Applicable Code Edition and Addenda

The code of record is the ASME Code,Section XI, 1998 Edition with 2000 Addenda.

3.3

Applicable Code Requirement

ASME Code,Section XI, Table IWB-2500-1, Examination Category B-0, Item No. B 14.10, requires volumetric or surface examination of 10 percent peripheral CEDM housing welds.

ASME Code,Section XI, IWB-2412(b)(2), requires that when items or welds are added during the second period of an ISi interval, at least 25 percent of the examinations required by the applicable examination category and item number for the added items or welds shall be performed during the third period of the ISi interval.

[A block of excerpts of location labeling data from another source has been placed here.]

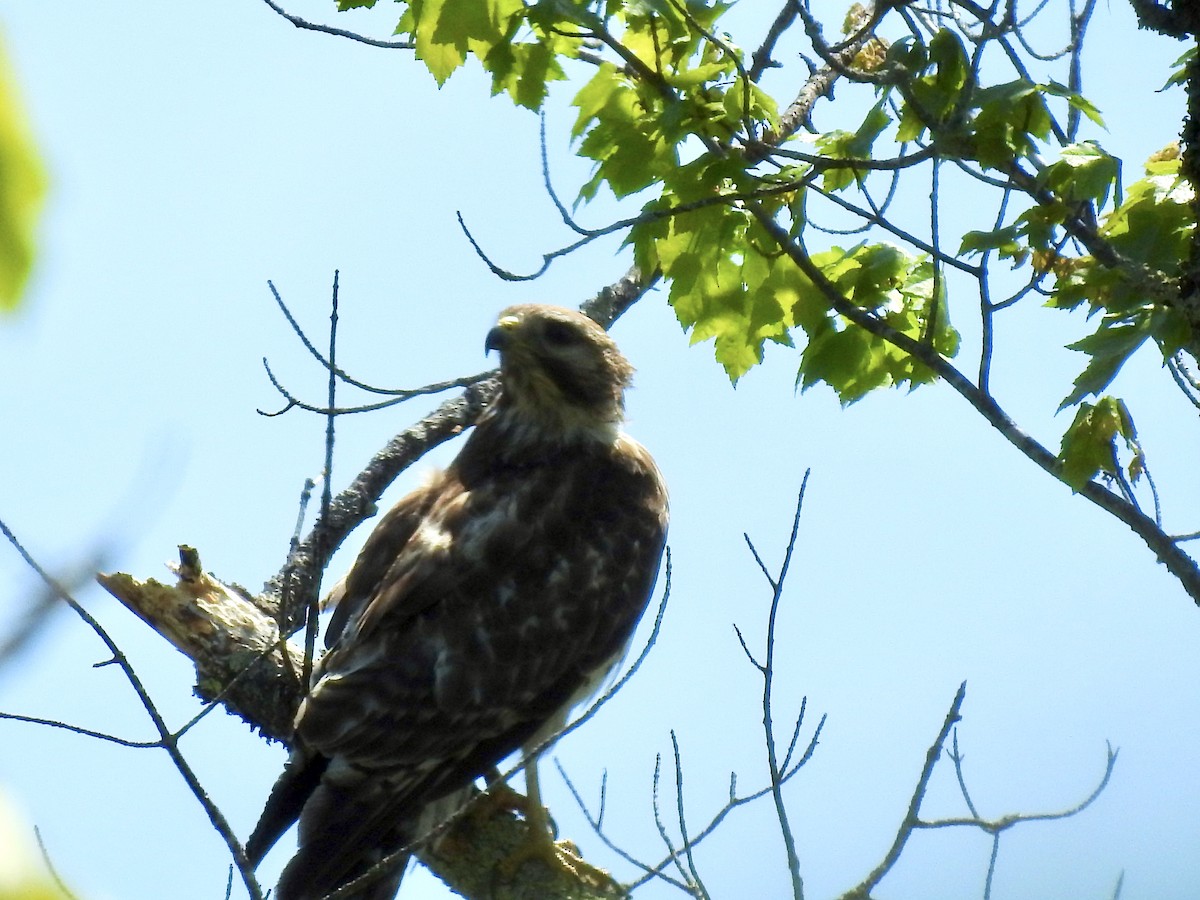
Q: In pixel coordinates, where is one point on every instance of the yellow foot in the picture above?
(562, 856)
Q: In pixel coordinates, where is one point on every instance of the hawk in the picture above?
(484, 606)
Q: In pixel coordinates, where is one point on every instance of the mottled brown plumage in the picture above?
(481, 609)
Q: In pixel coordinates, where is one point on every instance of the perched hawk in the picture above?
(481, 610)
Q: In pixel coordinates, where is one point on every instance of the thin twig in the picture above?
(167, 739)
(340, 33)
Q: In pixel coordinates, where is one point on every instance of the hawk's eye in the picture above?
(561, 335)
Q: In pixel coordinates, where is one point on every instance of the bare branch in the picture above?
(912, 817)
(337, 31)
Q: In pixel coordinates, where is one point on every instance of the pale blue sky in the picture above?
(198, 151)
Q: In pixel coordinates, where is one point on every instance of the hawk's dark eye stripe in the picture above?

3.4 Proposed Alternative FPL replaced the original reactor vessel head (RVH) during the second period of the third 10-year ISi interval in 2007. The replacement RVH contains 91 CEDM housings. Of the 91 CEDM housings, 32 are classified as the periphery CEDMs. Each CEDM housing contains five full penetration butt welds (weld numbers 1 through 5). FPL is required to perform either a volumetric or surface examination of all five welds of at least one peripheral CEDM housing (25 percent of 10 percent of 31 peripheral housings) during the third period of the third 10-year ISi interval in accordance with the ASME Code,Section XI, Table IWB-2500-1, and Subarticle IWB-2412(b )(2).

In lieu of performing examinations in accordance with the ASME Code,Section XI, under the proposed alternative, FPL performed the following: (a) a surface examination of weld number 5 on two CEDM housings, (b) a bare metal visual examination of the entire reactor pressure vessel surface and head to penetration interface for evidence of leakage, and (c) a VT-2 visual examination of all remaining CEDM housings associated with the system leakage test of the reactor coolant pressure boundary conducted prior to startup from every refueling outage.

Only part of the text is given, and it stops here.